Dust kicked up by the four-day showdown that ended Monday in Houston is surely still swirling. It probably will take until the dust settles to accurately analyze the impact of the National Women's Conference on the women's movement.

Yet some clear assessments can be made now. Feminists demonstrated their essential solidarity as one after another of the proposals in the National Plan of Action to be presented to the President and Congress were adopted. As anyone who followed the conference activities knows, that demanded tireless devotion.

Special interest groups ranging from rural interests to an Alaskan lobby, from extreme left to ultraconservative, from welfare and handicapped concerns to the problems plaguing Asia-Pacific and minority women and most everything in-between threatened to bog down the proceedings as each sought to further its cause or block others.

But obstinance soon faded as the delegates realized that compromise is an invaluable political tool, and that the future of all their causes depended on their performance in Texas.
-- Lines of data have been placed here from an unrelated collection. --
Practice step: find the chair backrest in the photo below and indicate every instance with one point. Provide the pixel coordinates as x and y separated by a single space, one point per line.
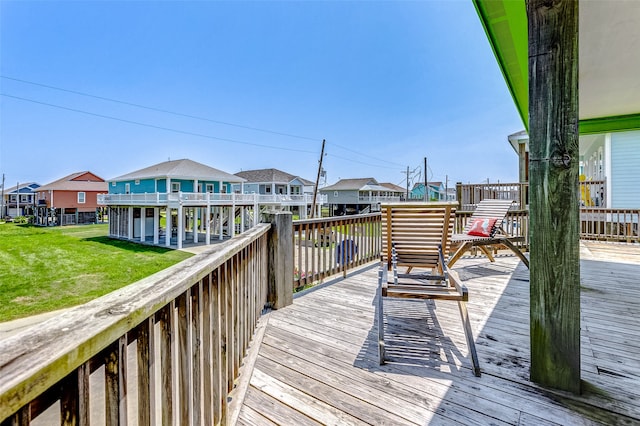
490 209
417 230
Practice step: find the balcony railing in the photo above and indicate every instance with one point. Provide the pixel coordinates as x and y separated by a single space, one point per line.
186 327
469 195
378 199
204 198
325 247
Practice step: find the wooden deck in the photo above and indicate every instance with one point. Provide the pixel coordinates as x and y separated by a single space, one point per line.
315 362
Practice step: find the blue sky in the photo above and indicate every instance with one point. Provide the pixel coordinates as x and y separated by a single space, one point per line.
385 83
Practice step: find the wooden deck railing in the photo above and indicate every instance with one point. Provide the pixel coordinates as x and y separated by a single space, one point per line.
516 224
469 195
324 247
609 224
187 327
620 225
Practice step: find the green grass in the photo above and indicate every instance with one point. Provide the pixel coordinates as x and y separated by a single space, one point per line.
44 269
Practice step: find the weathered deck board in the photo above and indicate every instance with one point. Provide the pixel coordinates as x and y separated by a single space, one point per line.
317 362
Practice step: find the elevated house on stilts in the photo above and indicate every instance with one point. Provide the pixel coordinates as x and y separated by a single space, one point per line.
184 202
177 202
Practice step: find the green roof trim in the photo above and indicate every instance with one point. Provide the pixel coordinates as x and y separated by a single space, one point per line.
505 23
618 123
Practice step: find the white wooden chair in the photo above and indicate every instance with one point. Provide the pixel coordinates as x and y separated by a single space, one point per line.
416 235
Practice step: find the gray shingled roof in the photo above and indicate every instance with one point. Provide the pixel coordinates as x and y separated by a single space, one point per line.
393 187
350 184
68 183
270 175
25 188
181 169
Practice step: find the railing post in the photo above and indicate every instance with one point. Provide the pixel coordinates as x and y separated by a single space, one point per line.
280 246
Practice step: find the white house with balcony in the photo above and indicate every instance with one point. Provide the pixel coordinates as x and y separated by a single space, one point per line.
293 192
177 201
608 167
362 195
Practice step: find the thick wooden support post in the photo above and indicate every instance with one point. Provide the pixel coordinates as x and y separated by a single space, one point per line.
554 208
280 274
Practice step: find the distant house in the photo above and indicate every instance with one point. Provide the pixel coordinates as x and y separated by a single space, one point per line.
19 200
608 168
176 201
70 200
353 196
294 192
437 192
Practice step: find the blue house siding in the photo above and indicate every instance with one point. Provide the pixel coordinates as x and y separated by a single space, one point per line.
162 185
625 178
144 186
149 186
185 185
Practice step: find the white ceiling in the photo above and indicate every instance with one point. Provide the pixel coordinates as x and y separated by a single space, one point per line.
609 48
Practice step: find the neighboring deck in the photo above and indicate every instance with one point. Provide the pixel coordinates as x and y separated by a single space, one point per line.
317 361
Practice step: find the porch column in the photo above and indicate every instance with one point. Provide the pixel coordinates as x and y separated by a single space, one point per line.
221 222
196 225
130 224
256 213
167 227
143 219
207 238
185 223
180 225
156 225
232 221
554 191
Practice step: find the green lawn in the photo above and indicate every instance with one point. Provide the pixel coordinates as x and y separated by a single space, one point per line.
43 269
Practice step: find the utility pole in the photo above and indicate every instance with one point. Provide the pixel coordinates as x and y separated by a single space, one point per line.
2 213
446 186
426 181
407 183
315 188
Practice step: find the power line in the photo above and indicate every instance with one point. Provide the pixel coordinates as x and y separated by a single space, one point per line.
360 162
153 126
195 117
165 111
364 155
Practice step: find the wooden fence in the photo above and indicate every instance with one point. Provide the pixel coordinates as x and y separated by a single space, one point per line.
469 195
616 225
188 328
609 224
328 246
516 224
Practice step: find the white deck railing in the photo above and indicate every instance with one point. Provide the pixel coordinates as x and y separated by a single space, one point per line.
207 198
378 199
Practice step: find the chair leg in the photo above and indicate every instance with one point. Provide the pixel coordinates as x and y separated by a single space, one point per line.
458 254
380 312
518 253
487 253
469 335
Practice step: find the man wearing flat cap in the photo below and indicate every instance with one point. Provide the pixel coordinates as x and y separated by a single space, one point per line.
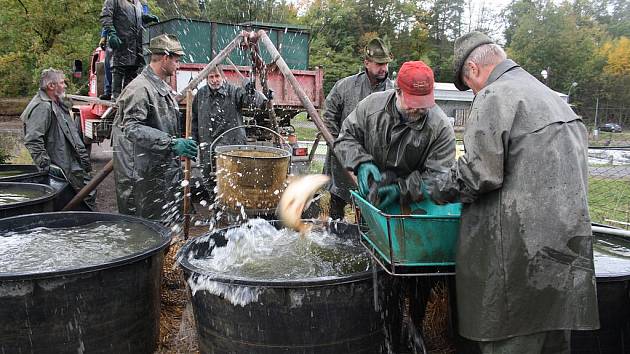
342 100
147 142
396 142
525 275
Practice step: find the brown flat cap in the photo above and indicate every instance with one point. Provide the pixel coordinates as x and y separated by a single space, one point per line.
464 45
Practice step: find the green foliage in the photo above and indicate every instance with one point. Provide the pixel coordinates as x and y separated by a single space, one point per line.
609 200
4 156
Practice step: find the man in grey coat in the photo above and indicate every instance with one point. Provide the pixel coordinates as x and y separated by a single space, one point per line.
122 22
525 275
342 99
217 109
145 135
52 138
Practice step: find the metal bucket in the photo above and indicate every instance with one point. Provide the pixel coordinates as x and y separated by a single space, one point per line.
252 177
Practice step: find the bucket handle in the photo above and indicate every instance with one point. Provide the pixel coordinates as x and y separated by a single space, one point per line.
243 126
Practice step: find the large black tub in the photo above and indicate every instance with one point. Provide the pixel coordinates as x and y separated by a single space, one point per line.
112 307
30 174
612 269
30 198
318 315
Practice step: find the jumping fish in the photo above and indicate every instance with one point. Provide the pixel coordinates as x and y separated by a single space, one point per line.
297 197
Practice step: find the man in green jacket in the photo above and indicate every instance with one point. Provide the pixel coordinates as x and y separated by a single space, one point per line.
52 138
525 275
145 135
216 109
342 99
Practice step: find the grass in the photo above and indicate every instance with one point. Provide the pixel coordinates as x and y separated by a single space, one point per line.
609 139
609 201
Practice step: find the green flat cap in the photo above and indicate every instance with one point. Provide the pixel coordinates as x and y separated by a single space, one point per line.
464 45
165 44
377 51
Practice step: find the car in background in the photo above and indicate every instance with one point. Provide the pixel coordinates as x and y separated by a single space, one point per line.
610 127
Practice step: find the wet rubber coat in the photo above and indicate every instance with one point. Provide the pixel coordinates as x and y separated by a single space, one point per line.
320 315
107 308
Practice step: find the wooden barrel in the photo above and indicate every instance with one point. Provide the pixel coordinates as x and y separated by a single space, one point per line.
252 177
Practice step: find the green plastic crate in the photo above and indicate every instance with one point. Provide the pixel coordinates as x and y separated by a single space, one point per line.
413 240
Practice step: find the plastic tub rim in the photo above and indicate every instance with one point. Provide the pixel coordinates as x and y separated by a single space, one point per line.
298 283
132 258
50 194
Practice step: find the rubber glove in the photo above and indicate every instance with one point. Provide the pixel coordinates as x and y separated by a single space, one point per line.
388 195
184 147
150 18
114 41
364 172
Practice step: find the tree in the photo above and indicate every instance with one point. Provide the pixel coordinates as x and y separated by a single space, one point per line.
234 11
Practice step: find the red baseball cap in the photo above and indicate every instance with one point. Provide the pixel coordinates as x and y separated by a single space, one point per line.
415 80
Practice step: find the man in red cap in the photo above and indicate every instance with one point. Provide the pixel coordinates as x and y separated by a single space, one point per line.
399 139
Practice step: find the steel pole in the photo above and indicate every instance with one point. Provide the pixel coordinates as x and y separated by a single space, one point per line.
310 108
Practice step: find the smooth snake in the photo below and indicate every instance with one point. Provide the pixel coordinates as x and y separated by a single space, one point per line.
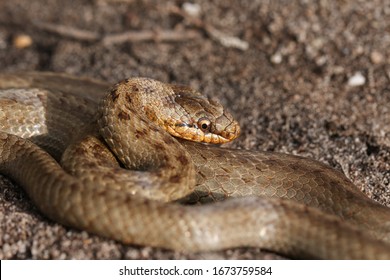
178 194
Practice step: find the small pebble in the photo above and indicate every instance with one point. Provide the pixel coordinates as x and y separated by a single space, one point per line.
376 57
357 80
22 41
191 9
276 58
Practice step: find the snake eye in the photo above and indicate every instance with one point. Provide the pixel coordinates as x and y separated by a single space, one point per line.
204 124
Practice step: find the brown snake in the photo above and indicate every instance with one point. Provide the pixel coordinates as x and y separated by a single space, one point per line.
148 205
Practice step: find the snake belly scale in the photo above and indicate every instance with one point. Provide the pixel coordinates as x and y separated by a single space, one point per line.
107 161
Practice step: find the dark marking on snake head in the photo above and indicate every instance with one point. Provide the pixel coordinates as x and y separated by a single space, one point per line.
123 116
114 93
168 140
182 159
175 179
128 99
158 146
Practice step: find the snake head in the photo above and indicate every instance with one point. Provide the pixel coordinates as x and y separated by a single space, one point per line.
200 119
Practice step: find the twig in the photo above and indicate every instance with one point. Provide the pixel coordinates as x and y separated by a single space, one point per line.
130 36
69 32
217 35
146 35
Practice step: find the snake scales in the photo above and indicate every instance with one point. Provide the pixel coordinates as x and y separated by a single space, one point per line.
149 205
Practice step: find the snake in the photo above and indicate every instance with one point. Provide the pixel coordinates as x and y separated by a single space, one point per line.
140 162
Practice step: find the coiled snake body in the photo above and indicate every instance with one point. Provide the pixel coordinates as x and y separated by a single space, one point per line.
283 203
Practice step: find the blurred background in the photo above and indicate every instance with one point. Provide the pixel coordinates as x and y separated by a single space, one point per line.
304 77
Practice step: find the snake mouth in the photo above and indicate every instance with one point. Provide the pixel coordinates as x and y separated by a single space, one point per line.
193 133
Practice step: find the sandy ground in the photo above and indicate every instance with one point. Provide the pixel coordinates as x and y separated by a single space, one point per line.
302 77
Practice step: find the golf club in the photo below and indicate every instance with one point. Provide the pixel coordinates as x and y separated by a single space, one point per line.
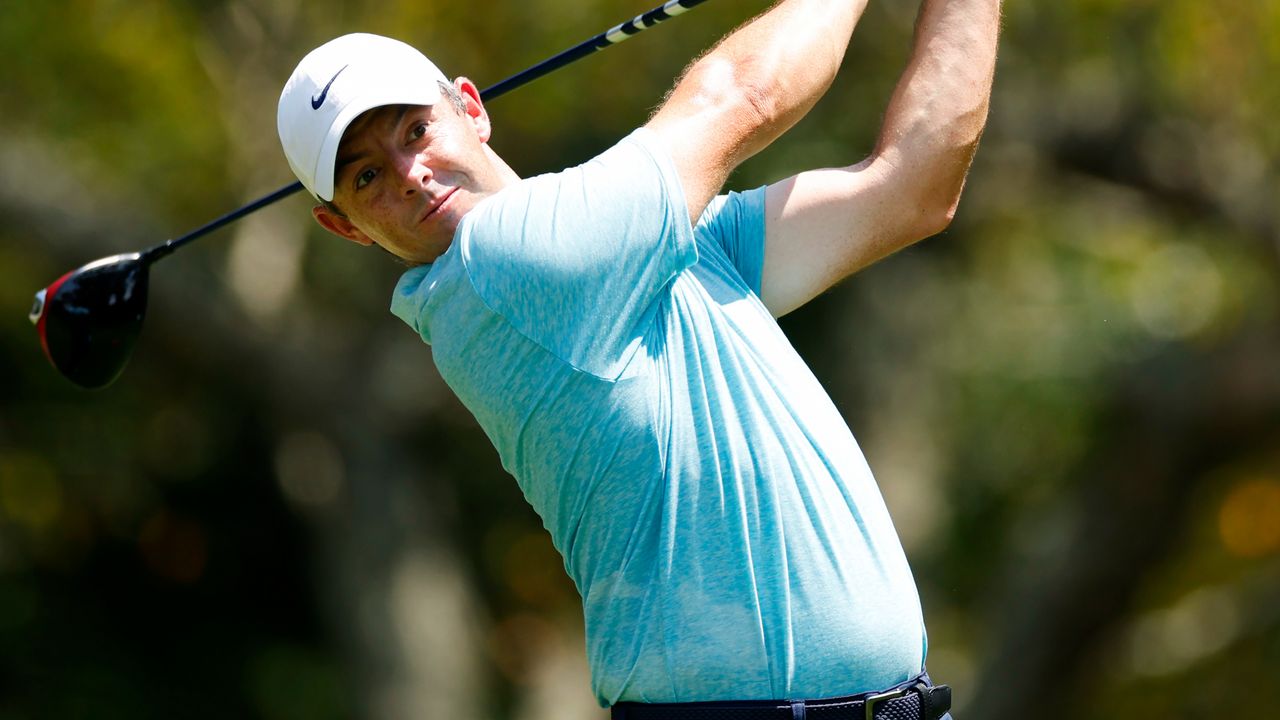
90 318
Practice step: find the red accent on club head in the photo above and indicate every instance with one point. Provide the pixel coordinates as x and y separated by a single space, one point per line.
44 313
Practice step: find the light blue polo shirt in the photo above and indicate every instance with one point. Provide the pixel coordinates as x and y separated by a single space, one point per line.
711 504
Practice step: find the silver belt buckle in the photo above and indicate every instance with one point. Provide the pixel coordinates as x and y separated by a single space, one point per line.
872 701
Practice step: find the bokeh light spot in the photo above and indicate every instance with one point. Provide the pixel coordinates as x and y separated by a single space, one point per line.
1249 518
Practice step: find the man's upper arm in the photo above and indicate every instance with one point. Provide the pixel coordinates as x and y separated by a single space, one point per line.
823 226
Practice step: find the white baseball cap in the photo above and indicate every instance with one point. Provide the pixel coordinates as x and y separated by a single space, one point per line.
333 85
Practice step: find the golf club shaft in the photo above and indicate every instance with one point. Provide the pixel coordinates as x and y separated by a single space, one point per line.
606 39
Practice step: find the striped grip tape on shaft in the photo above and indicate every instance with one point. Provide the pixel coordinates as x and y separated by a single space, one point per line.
645 21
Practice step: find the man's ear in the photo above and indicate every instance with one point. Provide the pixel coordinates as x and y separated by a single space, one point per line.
475 110
339 224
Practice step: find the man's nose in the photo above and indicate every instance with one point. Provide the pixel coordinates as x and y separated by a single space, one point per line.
414 173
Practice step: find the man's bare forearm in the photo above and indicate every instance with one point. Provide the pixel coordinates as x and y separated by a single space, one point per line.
752 87
938 109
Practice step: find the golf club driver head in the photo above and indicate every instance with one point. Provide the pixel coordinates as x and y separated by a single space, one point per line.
90 318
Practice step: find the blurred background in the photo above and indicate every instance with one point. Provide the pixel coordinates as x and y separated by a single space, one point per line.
1070 397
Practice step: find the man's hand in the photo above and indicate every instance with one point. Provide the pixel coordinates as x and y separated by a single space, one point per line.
754 85
823 226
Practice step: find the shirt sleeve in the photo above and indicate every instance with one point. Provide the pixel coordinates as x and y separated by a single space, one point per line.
577 260
735 224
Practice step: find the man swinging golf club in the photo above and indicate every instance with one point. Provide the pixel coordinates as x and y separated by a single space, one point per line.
612 328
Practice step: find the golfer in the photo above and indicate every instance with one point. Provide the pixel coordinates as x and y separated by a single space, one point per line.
612 328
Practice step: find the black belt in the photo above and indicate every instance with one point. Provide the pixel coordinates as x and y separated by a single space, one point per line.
914 700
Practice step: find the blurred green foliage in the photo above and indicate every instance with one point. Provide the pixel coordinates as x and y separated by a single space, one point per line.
1070 397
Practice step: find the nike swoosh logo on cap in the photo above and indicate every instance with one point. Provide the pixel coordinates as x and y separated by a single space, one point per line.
319 99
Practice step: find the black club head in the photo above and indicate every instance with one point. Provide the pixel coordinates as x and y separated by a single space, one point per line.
90 318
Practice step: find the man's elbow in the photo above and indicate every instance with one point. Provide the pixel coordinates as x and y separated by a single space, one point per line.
944 187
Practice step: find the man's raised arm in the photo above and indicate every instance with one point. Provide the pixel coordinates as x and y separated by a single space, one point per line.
823 226
748 90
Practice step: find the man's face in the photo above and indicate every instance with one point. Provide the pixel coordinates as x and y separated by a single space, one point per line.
406 176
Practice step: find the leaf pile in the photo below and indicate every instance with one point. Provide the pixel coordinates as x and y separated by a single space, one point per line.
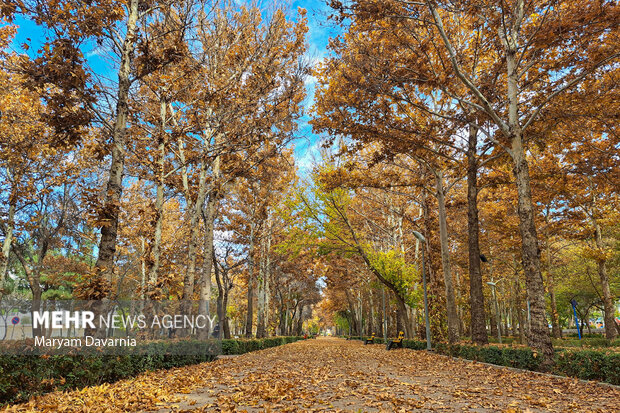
337 375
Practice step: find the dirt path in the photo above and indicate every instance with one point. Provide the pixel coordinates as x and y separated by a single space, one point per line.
336 375
333 374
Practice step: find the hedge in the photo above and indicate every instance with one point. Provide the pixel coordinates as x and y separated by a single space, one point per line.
23 376
598 365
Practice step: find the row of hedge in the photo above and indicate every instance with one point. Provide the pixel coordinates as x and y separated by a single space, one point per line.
233 346
23 376
598 365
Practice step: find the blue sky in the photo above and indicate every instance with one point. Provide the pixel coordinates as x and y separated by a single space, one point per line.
320 30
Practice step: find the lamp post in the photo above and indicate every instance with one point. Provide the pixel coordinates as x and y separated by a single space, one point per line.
421 238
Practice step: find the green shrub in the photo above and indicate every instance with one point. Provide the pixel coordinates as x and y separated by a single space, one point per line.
584 364
589 365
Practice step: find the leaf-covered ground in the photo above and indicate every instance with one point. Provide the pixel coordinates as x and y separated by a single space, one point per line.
336 375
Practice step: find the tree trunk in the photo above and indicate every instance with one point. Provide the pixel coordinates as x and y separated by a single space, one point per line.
192 251
208 217
538 337
453 322
555 324
159 201
250 296
608 303
477 323
6 245
260 308
111 207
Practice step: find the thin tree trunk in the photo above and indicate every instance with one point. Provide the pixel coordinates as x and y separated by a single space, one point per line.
453 322
477 323
6 245
159 201
250 296
208 217
111 207
608 303
260 308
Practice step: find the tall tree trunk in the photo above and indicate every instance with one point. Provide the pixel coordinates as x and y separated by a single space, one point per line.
555 324
159 200
192 251
208 217
453 322
111 207
608 303
538 336
6 244
477 323
262 276
250 296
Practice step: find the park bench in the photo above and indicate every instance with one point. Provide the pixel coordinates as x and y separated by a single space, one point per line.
397 342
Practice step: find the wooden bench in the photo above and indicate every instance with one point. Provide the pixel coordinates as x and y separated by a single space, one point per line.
397 342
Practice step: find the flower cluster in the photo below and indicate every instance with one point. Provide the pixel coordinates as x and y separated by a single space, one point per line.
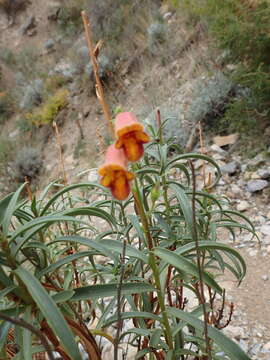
130 137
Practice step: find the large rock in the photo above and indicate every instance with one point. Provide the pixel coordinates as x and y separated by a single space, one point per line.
32 94
256 185
195 101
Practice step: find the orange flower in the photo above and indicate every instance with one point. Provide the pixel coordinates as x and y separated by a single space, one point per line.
114 173
130 135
Exercising their understanding of political give-and-take, the delegates then provided smooth passage 'for approval of two of the most important issues, the Equal Rights Amendment and abortion rights.

Had the delegates not passed those resolutions at their own conference small bets would have been too much to wager on their future outside its compatible confines. This essential solidarity meant the necessary inclusion of the controversial lesbian rights issue, with its obvious built-in risk to the rest of the package.

But the risk had to be taken in spite of the dangers. The plan is to overcome the hazard by strong. lobbying back home. By establishing their political clout, inclusion of controversial issues will not necessarily undermine the women's hardfought efforts on other crucial proposals.

The tenuous convention harmony

ended when the 26th and last proposal, to establish a cabinet-level women's department, failed. Again, a compromise was reached as the delegates opted for a committee to oversee the future of their resolutions.

So much was at stake in Houston that the conference had the aura of a constitutional convention for women. Its importance was further underscored by the visceral attacks it spurred from the so-called profamily sympathizers, who must have exhausted their arsenal, even using as ammunition the $5 million appropriated by Congress to sponsor the conference.

What they failed to clarify was that the money was provided for a federal commission, the National Commission on the Observance of International Women's Year, to plan a women's convention in the democratic process.

Despite the turmoil, great strides were made in the right direction. Women will now use their clout even more effectively and forcefully to further the equal rights of all women in this country. While they can count on President Carter for aid in most of their aims with abortion being the most obvious exception-finding sufficient friends in Congress will require every ounce of their strength.